その中でも、和菓子屋12代目候補の砂桐さんはなかなかに異色な存在である。


和菓子作りとはあまり結び付かないように思えるが、入学は本人の希望だったそうだし、どの授業も楽しそうに受けているし、何より腕が確かだ。

今回の班分けの時も、彼女の名前を何回か聞いた。


「まだメニュー決まってないの、うちだけなんだよね…」

「それなんだけどさ」


そう言うと廉人はスマホの画面を見せてくる。


「こういうのはどうかなと思って」

「“オブラートアート”?」

「そう。この前偶然テレビでやってるの見てさ、結構簡単そうだし、他の班とも被ってないし、いいかなって」

「わ!食紅使うとカラーのイラストも出来るんだ」

「下絵をなぞって写すだけだし、先生たちの似顔絵描いても面白そうじゃない?」

「それ面白そう!この後みんなにも聞いてみよう」




僕が班長のデザートA班は、僕、廉人、天ヶ原さん、大津くん、飯田くんの5人構成だ。

廉人のアイディアの似顔絵オブラートアートケーキは、班のメンバーにも好感触で、早速試作品を作ってみることになった。
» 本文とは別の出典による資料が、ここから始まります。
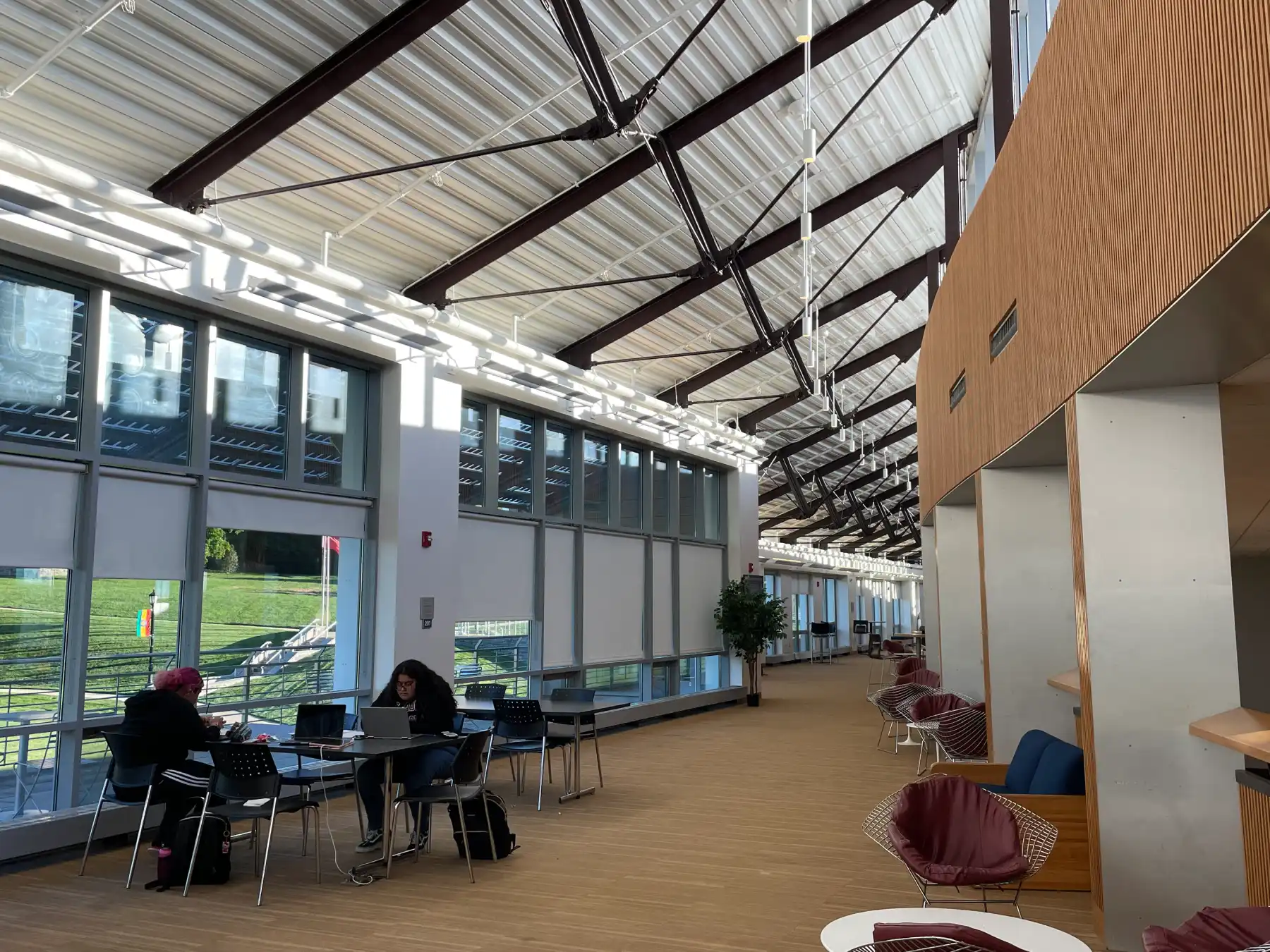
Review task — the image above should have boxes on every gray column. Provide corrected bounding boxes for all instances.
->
[981,466,1077,763]
[1070,384,1245,949]
[935,505,984,701]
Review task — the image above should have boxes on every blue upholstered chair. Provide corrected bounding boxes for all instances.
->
[981,730,1084,796]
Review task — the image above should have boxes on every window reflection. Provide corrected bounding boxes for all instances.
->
[0,270,87,448]
[546,422,573,518]
[583,437,608,525]
[498,413,533,513]
[102,303,194,465]
[459,401,485,505]
[305,362,365,489]
[211,336,287,479]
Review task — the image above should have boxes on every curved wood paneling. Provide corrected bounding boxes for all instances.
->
[917,0,1270,514]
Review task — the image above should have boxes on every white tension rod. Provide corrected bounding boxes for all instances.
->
[0,0,136,99]
[797,0,832,398]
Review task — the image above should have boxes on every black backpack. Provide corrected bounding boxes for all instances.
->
[146,812,231,892]
[449,793,516,860]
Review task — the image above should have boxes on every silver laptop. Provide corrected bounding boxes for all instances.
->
[361,707,410,740]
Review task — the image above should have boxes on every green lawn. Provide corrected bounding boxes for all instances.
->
[0,573,337,712]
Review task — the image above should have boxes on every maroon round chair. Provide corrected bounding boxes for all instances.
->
[895,659,940,688]
[864,774,1058,911]
[1142,906,1270,952]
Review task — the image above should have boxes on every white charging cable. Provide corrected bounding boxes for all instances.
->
[318,747,375,886]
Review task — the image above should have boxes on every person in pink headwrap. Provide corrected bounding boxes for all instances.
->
[119,668,224,850]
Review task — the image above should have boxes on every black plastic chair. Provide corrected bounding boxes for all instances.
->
[386,736,502,882]
[282,711,365,855]
[494,698,573,810]
[549,688,605,787]
[181,744,321,905]
[454,684,507,733]
[79,731,159,889]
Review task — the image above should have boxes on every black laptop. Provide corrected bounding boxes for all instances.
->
[279,704,346,746]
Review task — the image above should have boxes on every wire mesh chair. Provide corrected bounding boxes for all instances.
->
[908,685,988,777]
[931,698,988,763]
[869,684,935,754]
[862,773,1058,919]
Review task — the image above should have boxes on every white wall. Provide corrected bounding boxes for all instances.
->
[979,467,1076,763]
[1077,386,1246,949]
[935,505,984,701]
[373,358,462,685]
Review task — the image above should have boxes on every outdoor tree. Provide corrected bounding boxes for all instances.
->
[715,579,785,704]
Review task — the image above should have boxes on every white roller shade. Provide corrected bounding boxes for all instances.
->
[0,463,81,568]
[679,543,722,655]
[543,528,576,668]
[454,519,535,622]
[581,532,644,664]
[92,476,190,581]
[653,542,675,655]
[207,486,368,538]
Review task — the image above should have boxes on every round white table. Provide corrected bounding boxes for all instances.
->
[821,908,1089,952]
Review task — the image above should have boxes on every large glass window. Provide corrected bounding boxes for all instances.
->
[679,655,722,695]
[454,619,530,697]
[0,269,87,449]
[581,435,608,525]
[84,579,181,717]
[653,454,670,533]
[498,411,533,513]
[0,731,57,822]
[198,528,362,716]
[0,568,67,726]
[102,303,195,465]
[305,360,367,489]
[211,335,289,480]
[545,422,573,518]
[701,470,722,542]
[459,400,485,505]
[584,664,640,701]
[679,463,697,537]
[619,446,644,530]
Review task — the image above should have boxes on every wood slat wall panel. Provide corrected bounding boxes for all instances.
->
[1240,784,1270,906]
[917,0,1270,514]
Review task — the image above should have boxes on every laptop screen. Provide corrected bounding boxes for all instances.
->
[294,704,344,740]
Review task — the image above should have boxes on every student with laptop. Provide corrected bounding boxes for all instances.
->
[357,657,459,853]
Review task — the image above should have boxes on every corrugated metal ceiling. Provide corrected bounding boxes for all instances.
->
[0,0,988,556]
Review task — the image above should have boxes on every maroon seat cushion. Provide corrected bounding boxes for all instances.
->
[895,668,940,688]
[1142,906,1270,952]
[873,923,1025,952]
[895,657,926,678]
[886,776,1027,886]
[908,695,970,721]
…のだが。


「肝心の似顔絵どうするよ…」

「誰か絵得意な人いる?」

「俺はダメだぞ!美術1取ったことあるくらいだからな!」

「大津、それ自慢気に言うことじゃないし…。英くんはどうなの?なんかさらさらっと描けちゃいそうだけど」


みんなの視線が廉人に集まる。


「あー…、俺も絵はあんまり。雪夜の方が上手く描けるんじゃないかな」

「それ出来る人がよく言う謙遜なんじゃないかー?」

「あのさ!それなら実際にみんなで描いてみて決めない?」


と、僕の提案でそれぞれ下絵になるイラストを描いてみる事になった。